Lessons
A lesson is one idea inside a module. It is where drills come from and where mastery is tracked.
What you actually build
When you sit down to build training in HeyLoopy, you are mostly building lessons. A lesson is one focused idea from inside a module : one rule, one step, one regulatory citation, one product fact your team needs to know cold.
The lesson is also where mastery is tracked. When your team consistently nails the drills tied to a lesson, that lesson is mastered. Mastery rolls up to the module so you can see, at a glance, which parts of the SOP have landed and which still need work.
What a lesson contains
Most lessons have three parts:
- Source material. The passage, paragraph, or procedure straight from the underlying document. This is what the drills are built from and what members see when they tap “show me where this comes from.”
- Drills. Short retrieval-style questions HeyLoopy drafts from the source, then you review. Each drill asks for one specific recall, not a paragraph-long essay.
- Reference material. Optional supporting context: a diagram, a checklist, a link back to the source-of-truth document.
How to size a lesson
A lesson should be small enough that a member can hold the whole idea in their head while answering a drill about it. The fastest test: try to describe the lesson out loud in one sentence without using the word “and.” If you cannot, it is probably two lessons.
Single-purpose lessons are also the reason your mastery numbers stay meaningful. A lesson that is secretly two ideas glued together produces inconsistent drill performance, and the mastery score for it stops telling you anything useful.

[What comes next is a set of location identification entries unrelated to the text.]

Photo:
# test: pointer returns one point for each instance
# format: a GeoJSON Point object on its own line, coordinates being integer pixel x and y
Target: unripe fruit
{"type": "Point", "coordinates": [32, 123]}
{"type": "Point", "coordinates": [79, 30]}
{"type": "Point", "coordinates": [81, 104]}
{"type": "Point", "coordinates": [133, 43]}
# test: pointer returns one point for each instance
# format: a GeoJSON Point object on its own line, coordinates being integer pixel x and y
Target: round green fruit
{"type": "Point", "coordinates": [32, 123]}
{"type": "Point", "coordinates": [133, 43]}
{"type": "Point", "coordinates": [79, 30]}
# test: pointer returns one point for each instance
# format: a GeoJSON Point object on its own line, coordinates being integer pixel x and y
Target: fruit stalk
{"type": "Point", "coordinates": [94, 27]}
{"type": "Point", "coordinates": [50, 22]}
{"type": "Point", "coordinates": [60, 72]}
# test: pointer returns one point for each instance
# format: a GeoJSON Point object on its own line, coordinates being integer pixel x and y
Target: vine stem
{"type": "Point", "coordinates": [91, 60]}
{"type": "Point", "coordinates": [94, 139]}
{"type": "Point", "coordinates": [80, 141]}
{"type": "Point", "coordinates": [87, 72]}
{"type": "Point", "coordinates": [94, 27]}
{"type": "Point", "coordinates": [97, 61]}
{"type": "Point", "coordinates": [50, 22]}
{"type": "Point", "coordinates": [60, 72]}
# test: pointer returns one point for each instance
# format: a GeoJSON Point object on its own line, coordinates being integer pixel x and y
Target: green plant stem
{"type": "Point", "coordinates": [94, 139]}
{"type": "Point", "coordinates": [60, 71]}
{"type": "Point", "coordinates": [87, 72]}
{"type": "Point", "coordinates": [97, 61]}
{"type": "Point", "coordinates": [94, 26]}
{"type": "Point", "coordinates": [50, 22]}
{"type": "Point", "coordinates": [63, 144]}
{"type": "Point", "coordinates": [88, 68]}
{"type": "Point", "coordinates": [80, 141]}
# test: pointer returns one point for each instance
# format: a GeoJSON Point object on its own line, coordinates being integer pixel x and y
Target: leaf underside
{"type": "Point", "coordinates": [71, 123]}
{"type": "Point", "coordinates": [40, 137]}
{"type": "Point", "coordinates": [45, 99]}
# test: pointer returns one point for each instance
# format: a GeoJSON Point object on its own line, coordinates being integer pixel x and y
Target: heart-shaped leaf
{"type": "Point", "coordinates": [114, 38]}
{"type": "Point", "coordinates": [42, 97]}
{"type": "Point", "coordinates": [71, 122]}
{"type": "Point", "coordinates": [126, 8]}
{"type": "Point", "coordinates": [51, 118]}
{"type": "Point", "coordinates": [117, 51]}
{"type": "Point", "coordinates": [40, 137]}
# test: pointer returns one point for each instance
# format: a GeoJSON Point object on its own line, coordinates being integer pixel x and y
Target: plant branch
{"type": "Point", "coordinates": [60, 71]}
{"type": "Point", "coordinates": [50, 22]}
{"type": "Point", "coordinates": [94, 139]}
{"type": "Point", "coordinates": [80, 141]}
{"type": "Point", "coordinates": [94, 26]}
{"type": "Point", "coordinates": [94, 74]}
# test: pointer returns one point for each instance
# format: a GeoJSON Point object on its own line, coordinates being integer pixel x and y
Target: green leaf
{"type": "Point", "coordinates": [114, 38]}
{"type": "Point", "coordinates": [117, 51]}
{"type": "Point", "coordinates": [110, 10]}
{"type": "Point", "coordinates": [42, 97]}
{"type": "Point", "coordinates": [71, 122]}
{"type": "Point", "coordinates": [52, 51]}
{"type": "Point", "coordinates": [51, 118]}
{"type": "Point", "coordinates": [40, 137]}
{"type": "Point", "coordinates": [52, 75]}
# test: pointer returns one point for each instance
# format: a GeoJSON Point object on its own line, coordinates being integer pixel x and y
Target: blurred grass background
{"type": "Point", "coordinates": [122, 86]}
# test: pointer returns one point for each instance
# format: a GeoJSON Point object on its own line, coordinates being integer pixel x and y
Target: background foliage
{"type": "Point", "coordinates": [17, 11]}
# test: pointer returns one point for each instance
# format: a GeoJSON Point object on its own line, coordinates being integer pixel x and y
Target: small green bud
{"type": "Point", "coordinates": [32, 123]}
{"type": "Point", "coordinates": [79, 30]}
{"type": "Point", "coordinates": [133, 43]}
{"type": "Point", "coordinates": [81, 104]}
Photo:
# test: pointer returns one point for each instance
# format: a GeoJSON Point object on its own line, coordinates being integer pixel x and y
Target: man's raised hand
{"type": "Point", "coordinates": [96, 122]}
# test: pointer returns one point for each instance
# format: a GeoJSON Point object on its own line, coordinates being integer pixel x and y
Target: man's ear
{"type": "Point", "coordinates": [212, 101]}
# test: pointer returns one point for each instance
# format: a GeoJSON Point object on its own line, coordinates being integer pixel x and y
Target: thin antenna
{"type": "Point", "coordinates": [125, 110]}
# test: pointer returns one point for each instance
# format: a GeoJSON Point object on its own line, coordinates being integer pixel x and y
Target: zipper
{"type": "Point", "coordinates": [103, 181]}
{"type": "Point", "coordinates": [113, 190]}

What you do not have to manage
You do not write every drill from scratch. HeyLoopy drafts the first pass from the source you uploaded; you edit, reject, and approve. You do not schedule when drills appear: that is the spacing engine’s job. You do not pick which members see which drill when: the Daily Loop handles that.
Your job is to make sure the lesson is one clean idea and that the drills, after your review, ask the right thing.